We all have stake in the airport


By CHARLES CONN

I read Hailey City Councilman Fritz Haemmerle's attack on Sun Valley Mayor Wayne Willich in these pages with interest. After all, I was at the airport Blue Ribbon Commission meeting in question. Mr. Haemmerle was not. Civics lesson?

Mayor Willich did not say that the north county should have a disproportionate vote on the location of our airport, nor did he say that it should remain at its current location in Hailey. What he did say is that whatever location the citizens select should have a solid business and financing plan before we proceed. The existing economic plan is out of date, has overly hopeful assumptions and does not take into account the new economic realities we all face.

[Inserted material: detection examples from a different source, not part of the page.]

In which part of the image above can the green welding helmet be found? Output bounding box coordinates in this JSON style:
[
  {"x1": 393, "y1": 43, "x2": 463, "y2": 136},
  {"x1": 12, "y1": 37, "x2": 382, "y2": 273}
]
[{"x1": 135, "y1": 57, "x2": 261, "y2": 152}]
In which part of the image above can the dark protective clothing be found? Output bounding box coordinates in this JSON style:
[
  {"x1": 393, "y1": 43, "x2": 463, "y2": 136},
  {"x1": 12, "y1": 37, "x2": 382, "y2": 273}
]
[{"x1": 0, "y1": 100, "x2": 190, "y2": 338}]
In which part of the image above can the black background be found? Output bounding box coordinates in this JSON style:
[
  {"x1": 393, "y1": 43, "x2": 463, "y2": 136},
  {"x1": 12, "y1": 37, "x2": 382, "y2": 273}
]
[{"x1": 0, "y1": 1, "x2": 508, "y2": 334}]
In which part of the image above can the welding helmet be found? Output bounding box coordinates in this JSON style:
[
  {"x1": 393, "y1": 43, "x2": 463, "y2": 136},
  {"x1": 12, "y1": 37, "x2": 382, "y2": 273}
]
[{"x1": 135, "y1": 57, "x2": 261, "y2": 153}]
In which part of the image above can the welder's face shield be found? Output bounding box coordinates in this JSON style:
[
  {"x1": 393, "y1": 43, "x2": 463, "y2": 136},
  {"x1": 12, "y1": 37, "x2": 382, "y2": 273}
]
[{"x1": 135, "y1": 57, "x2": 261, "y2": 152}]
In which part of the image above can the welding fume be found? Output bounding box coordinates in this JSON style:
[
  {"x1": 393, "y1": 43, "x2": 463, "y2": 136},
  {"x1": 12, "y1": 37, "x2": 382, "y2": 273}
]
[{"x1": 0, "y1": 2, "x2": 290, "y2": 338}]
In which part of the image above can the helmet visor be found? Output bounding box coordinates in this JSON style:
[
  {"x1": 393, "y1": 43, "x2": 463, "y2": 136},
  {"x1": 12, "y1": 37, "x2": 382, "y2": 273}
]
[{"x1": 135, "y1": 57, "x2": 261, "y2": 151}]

He did say that all options should be evaluated, since this decision will have such a large impact on our visitor-based economy and our taxpayers. Mr. Willich spent three decades as a senior executive at Boeing, so he has relevant experience on airports. He also said the folks in the north part of the county should have a say in it too (the Ketchum and Sun Valley representatives in the prior site-selection process did not think their input was fairly and thoroughly considered).

Radical stuff? Hardly. So I guess it is more fun to rail on with emotional demagoguery on Sun Valley's threats to the "one-person, one-vote" principle our democracy is based on. Or to drum up righteous fervor over the callous "rich guy's" disregard for safety (Mayor Willich said nothing of the kind, and in any case the original 1994 decision to move the airport by the Hailey/Blaine County board was not based on FAA safety concerns).

Like it or not, our entire valley's economy depends on recreational visitors and the second-home real estate and construction businesses driven by that. Sustain Blaine's consultants, TIP Strategies, estimated 65 percent. If you don't believe it, just look over the hills to our east to the equally beautiful Big Lost Valley and ask yourself about the economy of Mackay and Arco, where the county tax base is one-fifteenth of what we enjoy. Or notice that Blaine County has 10 percent of the tax base of all of Idaho with little more than one percent of its people. Economics are not everything, of course, but they do provide for the quality schools, employment, public services and other amenities we all enjoy. Hailey and the south valley's economy are not insulated from the visitor economy, so there is no "Mayor Willich" economy versus the south county, as Mr. Haemmerle suggests.

None of this says that the airport should stay as it is. It just suggests that we all have a stake in making these decisions with utmost care and attention to economic, environmental, safety and social impacts. In these difficult times we need to come together and make good decisions that join us as neighbors rather than separate us. There's a civic lesson that makes sense.

Charles Conn is a City Council member from Ketchum. The views in this guest opinion are his own.